A DNA test not to bother with (1 April 2012): “(I)f you’ve been tempted to stick your toes into the water of DNA testing with a new service called ConnectMyDNA (www.connectmydna.com), offering something called Gene Circles, save your money. … (F)rom the standpoint of genealogy, this service is about as handy as a handle on a duck’s rear end.”

At Number 3:

Cemetery photos: permission required? (17 October): “Reader Timothy Campbell in Elmira, Ontario, Canada, and a cousin of his in Grand Rapids, Michigan, have encountered some problems in taking gravestone photographs. ‘As an active genealogist I have taken part in transcribing and photographing headstones in cemeteries,’ Tim writes. ‘I was recently told that I could not photograph headstones in our municipal cemetery without permission from the municipality. … The same scenario happened to my cousin in Grand Rapids, Michigan, in May. … What law does this fall under?’ The answer to this question is really basic, but it’s one that just about every genealogist — including The Legal Genealogist — tends to forget. It’s the law of property rights.”

At Number 2:

Copyright and the old family photo (6 March 2012): “The photograph you see … here is of my grandmother, Opal (Robertson) Cottrell. Isn’t she adorable? Offhand, I’d say she might be all of two years old in this image, so it was probably taken around 1900. … 2012 minus 1900… that photo was taken 112 years ago. I own this copy of the photo. The person depicted in it is my grandmother. Nothing to worry about in using this photo, is there?”
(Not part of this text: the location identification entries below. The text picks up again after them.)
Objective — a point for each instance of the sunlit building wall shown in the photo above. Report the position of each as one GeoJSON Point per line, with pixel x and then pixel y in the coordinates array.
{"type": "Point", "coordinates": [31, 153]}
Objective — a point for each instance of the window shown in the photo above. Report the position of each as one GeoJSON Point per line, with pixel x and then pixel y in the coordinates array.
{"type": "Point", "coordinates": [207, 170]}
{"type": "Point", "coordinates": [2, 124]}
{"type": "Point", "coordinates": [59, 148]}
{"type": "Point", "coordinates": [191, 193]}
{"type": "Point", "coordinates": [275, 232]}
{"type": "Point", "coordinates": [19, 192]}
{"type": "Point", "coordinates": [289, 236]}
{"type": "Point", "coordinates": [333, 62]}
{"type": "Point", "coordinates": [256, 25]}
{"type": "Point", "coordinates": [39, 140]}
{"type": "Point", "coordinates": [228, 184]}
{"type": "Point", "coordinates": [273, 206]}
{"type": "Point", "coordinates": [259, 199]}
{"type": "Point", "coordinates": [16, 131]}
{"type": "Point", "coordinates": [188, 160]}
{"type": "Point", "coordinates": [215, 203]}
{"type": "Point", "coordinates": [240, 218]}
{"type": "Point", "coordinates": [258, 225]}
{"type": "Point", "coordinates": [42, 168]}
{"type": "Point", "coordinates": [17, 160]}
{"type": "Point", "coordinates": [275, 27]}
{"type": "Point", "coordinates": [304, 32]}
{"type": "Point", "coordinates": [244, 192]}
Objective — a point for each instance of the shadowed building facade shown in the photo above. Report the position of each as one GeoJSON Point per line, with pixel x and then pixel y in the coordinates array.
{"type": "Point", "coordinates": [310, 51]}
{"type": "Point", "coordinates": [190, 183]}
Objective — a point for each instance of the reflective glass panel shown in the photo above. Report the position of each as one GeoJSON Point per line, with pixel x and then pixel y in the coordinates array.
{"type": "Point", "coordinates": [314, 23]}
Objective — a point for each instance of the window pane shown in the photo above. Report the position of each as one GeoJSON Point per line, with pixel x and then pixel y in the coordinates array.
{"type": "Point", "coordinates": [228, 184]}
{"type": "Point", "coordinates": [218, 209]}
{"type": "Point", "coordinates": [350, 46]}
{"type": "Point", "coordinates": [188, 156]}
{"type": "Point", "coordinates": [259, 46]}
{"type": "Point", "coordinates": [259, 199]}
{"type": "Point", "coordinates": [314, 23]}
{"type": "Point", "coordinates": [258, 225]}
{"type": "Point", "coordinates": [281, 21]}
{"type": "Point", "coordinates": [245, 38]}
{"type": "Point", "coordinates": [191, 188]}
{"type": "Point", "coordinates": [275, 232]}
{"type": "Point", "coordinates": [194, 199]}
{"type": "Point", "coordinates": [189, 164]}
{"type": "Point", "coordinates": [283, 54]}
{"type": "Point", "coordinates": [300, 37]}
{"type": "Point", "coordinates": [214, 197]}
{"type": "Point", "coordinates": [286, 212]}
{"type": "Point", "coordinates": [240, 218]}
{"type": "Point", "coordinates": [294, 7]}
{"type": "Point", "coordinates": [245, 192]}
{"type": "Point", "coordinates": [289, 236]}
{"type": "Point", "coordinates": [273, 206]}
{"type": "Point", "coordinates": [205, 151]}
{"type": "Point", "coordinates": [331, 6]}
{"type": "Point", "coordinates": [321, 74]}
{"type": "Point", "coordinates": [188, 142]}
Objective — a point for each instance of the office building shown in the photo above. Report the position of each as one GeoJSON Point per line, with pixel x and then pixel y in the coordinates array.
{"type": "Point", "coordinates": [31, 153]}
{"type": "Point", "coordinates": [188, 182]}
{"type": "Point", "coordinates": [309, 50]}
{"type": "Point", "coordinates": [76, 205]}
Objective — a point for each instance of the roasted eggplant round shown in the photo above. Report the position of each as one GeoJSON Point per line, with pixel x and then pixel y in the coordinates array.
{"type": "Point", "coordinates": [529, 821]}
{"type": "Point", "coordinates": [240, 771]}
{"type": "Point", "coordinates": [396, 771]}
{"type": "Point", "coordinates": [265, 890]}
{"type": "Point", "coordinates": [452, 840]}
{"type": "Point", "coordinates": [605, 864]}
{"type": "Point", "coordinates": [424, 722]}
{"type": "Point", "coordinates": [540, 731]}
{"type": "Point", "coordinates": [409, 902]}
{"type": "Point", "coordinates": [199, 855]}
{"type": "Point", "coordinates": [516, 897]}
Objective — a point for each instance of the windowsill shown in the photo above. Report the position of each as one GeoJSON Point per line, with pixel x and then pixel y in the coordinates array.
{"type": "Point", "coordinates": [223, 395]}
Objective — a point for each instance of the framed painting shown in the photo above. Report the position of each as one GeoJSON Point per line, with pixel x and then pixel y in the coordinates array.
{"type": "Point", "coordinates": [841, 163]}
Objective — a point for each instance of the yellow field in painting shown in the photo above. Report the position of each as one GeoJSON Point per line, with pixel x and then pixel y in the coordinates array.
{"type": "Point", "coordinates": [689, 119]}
And the Number One all-time post, still relevant today:

Gedmatch: a DNA geek’s dream site (12 August 2012): “(L)et me introduce you to a wonderful website: GEDmatch.com, with tools for genetic genealogy research that carry a whopping big price tag of exactly zero. That’s not a typo. The site is free, though donations are gratefully accepted and anybody who uses the site really should kick in — it isn’t cheap to provide the kind of computing power Gedmatch provides.”

On to 2016…


SOURCES

  1. Judy G. Russell, “Big thanks, followed by no thanks,” The Legal Genealogist, posted 8 Mar 2012 (http://www.legalgenealogist.com/blog : accessed 20 Dec 2015).
  2. Ibid., “Memorial Day thanks,” posted 28 May 2012.
  3. Ibid., “We paid in blood,” posted 29 Apr 2012.
  4. Ibid., “SSDI Call to Action!” posted 29 Jan 2012.
  5. Ibid., “Facebook follies,” posted 18 Dec 2015.
  6. Ibid., “End of an era,” posted 31 Mar 2012.
  7. Ibid., “Oh George… you stinker!,” posted 9 June 2012.
  8. Top all-time posts excluded because of they’re just not relevant any more are, in order of popularity, 2014: Most bang for DNA bucks; 2015: Most bang for the DNA buck; Update: More bang for DNA test bucks; NY and MD limits on 23andMe; More bang for DNA test bucks; SSDI Call to Action!; and News from the SSDI front.